Assuming Bute wins and stays at Super Middleweight, the following current Ring rated contenders will be available at least in the sense of their not being in the tournament:

#5 Sakio Bika (27-3-2, 17 KO)

#6 Allan Green (27-1, 19 KO)

#7 WBO titlist Karoly Balzsay (20-0, 14 KO)

#10 Denis Inkin (34-1, 24 KO)

Of these men, Bute already holds a lopsided win over the Contender Season Three winner Bika with a Bika rematch looming as a potential mandatory after Andrade. Talk of Bute-Green has sounded before and could again. If Bute were to take and win the latter two fights after an Andrade win, it would be very difficult to argue he hasn't maintained his number two position. Depending on tournament results, he could even slip into Ring's #1 slot.

There is also the x-factor of reigning World Middleweight champion Kelly Pavlik (35-1, 31 KO). 2011 is a long way away. Pavlik could keep winning and yet find 160 lbs. too hard to make over time. Bute, an impressive draw in Canada, and Pavlik, an impressive draw in the eastern U.S., could find each other as the best financial option while the tournament continues. Should both not lose in the run to such a fight, the winner would have a hell of a case as best at 168 without a tournament fight between them.

As noted last week in a separate analysis of this remarkable turn of events (, the outsider who performs best over the next year to two years will be in a hell of a position.
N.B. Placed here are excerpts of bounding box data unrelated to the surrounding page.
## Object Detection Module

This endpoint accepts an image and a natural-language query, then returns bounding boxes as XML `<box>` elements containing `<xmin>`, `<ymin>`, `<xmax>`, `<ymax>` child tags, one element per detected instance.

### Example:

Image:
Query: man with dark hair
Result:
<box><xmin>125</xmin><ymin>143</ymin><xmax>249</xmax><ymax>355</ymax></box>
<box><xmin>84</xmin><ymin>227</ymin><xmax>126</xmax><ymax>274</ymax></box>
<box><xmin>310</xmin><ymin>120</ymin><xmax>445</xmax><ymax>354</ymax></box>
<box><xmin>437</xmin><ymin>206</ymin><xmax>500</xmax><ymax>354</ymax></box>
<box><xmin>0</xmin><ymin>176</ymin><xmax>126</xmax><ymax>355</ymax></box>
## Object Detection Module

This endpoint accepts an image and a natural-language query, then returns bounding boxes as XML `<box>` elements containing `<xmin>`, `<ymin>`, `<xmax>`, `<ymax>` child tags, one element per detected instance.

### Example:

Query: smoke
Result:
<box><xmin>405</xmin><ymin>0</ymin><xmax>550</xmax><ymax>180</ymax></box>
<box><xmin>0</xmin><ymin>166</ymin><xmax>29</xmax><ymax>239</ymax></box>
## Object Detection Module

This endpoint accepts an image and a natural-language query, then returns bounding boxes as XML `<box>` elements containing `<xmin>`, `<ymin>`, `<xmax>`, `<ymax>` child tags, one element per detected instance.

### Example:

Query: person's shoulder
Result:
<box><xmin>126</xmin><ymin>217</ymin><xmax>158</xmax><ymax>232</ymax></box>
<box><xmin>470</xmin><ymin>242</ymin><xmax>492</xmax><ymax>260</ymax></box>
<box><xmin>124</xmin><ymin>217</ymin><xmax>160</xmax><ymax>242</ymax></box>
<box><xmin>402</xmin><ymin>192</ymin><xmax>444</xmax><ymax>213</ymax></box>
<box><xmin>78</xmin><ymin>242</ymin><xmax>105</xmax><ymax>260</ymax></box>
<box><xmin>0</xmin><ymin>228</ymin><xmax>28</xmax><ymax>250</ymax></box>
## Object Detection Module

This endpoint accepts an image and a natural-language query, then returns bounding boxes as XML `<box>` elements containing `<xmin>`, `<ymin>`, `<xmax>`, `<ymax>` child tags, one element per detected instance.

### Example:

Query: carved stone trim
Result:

In title terms, they will either be the obstacle to crowning a new lineal champion or the absolute must contender for the tournament winner and a major pay-per-view option.

It is certain some of the possibilities have been lost here while others not considered have yet to emerge. It's part of what makes this is all so worthy of our anticipation. The quality of the fights will matter more at the end of the day then who has what strapped around their waists but titles, now as ever, matter.

More than titles, we seek champions. At Super Middleweight, we can't help but get one before this is done.